Introduction to Simple Random Sampling in R
Simple random Sampling (SRS) is the most basic method of taking a probability sample. A sample of $n$ units is selected from a population $N$ using simple random sampling. Each of the $\binom{N}{n}$ possible samples has the same chance of being selected. The choice of the specific sample can be made using a random number generator on a computer. In this post we will learn about simple random sampling in R, that is, the selection of elements in a sample using simple random sampling.
The following commands will generate random permutations of $n$ integers or random samples from a population of numbers.

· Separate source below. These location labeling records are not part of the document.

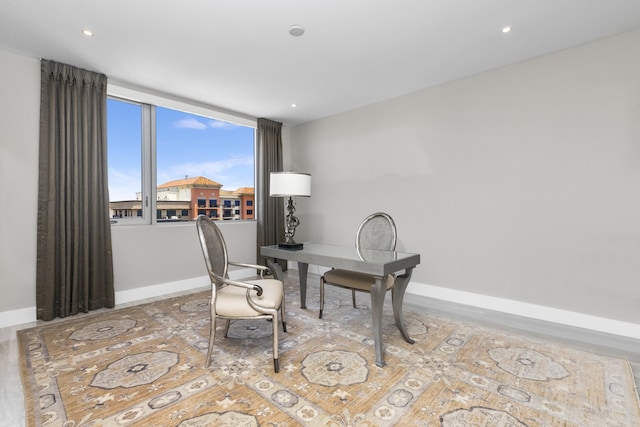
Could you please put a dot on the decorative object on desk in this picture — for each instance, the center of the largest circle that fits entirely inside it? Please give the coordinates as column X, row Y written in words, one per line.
column 377, row 232
column 233, row 299
column 290, row 184
column 144, row 366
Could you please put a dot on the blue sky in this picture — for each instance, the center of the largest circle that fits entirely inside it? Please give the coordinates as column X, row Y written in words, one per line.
column 187, row 145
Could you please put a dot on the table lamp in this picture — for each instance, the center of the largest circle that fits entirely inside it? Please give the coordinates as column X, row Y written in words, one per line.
column 290, row 184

Random permutation of integers $1$ to $n$
The sample(n)
may be used to generate a random sample.
sample(10) ## Output [1] 5 8 9 4 3 2 1 6 10 7
Random permutation of elements in a vector $x$
A random selection of elements from a vector can be done using sample(n)
.
x <- c(20, 25, 19, -15, 4, 21, -1, 0, 23) sample(x) ## Output [1] 21 25 0 4 20 -15 -1 19 23
Random Sample of $n$ items from $x$ without replacement
A random selection of $n$ elements from a vector $x$ without replacement using sample(x, n)
x <- c(20, 25, 19, -15, 4, 21, -1, 0, 23) sample(x, 5) ## Output [1] -1 19 21 23 0
Random sample of $n$ items from $x$ with replacement
A random sample of $n$ items from vector $x$ can be selected with replacement using sample(x, 5, replace = T)

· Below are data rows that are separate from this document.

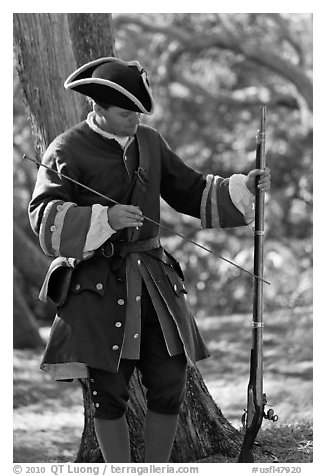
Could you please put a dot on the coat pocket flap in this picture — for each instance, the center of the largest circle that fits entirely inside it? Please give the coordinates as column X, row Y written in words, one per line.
column 86, row 281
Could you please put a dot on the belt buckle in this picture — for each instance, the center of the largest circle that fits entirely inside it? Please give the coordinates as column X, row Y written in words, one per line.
column 112, row 250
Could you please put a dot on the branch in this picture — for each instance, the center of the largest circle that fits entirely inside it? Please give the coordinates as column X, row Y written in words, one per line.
column 190, row 41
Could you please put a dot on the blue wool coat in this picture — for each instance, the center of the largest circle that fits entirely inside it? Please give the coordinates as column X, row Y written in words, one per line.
column 91, row 324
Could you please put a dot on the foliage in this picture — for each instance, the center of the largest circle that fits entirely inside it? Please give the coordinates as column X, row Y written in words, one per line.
column 207, row 94
column 209, row 72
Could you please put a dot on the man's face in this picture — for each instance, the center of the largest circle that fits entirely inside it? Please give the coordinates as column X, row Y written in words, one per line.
column 118, row 121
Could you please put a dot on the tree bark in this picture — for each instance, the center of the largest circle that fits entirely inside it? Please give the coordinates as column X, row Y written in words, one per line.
column 49, row 47
column 203, row 431
column 197, row 42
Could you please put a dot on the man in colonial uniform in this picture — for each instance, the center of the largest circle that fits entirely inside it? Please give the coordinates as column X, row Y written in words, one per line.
column 120, row 296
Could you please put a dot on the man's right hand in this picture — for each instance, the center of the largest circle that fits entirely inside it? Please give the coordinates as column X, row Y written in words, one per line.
column 124, row 216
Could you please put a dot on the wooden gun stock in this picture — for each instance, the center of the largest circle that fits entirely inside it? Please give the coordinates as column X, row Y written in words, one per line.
column 256, row 399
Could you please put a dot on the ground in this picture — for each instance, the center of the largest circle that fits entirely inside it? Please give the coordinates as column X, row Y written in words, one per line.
column 48, row 416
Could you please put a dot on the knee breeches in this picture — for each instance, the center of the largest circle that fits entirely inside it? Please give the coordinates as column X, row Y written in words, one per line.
column 163, row 376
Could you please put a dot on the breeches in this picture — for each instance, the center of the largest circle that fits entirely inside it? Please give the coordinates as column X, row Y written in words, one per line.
column 163, row 376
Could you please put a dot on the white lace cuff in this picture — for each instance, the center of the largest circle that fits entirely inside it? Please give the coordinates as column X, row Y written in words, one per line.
column 99, row 230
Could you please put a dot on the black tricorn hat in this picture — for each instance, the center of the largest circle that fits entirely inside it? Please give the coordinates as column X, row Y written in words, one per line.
column 114, row 82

x <- c(20, 25, 19, -15, 4, 21, -1, 0, 23) sample(x, 5, replace = T) ## Output [1] 0 -1 4 19 -1
Random Sample with Probabilities
A random sample of $n$ items from $x$ with elements of $x$ having differing probabilities of selection. A vector of probabilities is required for each element in $x$. Note that the sum of elements in the probability vector must be one.

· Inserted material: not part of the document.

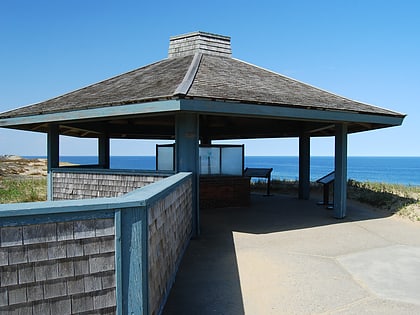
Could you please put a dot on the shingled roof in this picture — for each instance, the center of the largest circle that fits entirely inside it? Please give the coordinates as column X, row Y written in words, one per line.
column 202, row 72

x <- c(23, 45, 69, -1, .9, 4, 25, 19) p <- c(.1, .1, 0, 0, .2, .3, .1, .2) sum(p) sample(x, 5, replace = T, p) ## Output [1] 4 19 19 19 45
Random Selection of Integers without Replacement
The random selection of $n$ integers from the integers 1 to $N$, without replacement can be done using sample(N, n)
sample(1000, 10) ##Output [1] 138 147 911 523 586 163 915 966 951 245
One can estimate $\mu$ and variance of $\mu$.
Let $y_1, y_2, \cdots, y_n$ be the measurements obtained from the simple random sampling of $n$ units from the population. The estimator of population mean $\mu$ is
$$\hat{\mu} = \frac{1}{n} \sum\limits_{i=1}^n y_i$$
with estimated variance of $\hat{\mu}$ given by
$$\hat{var(\hat{\mu})} = \frac{s^2}{n} \left( \frac{N-n}{N}\right)$$
where $s^2 = \frac{1}{n-1} \sum\limits_{i=1}^n (y_i – \overline{y})^2$.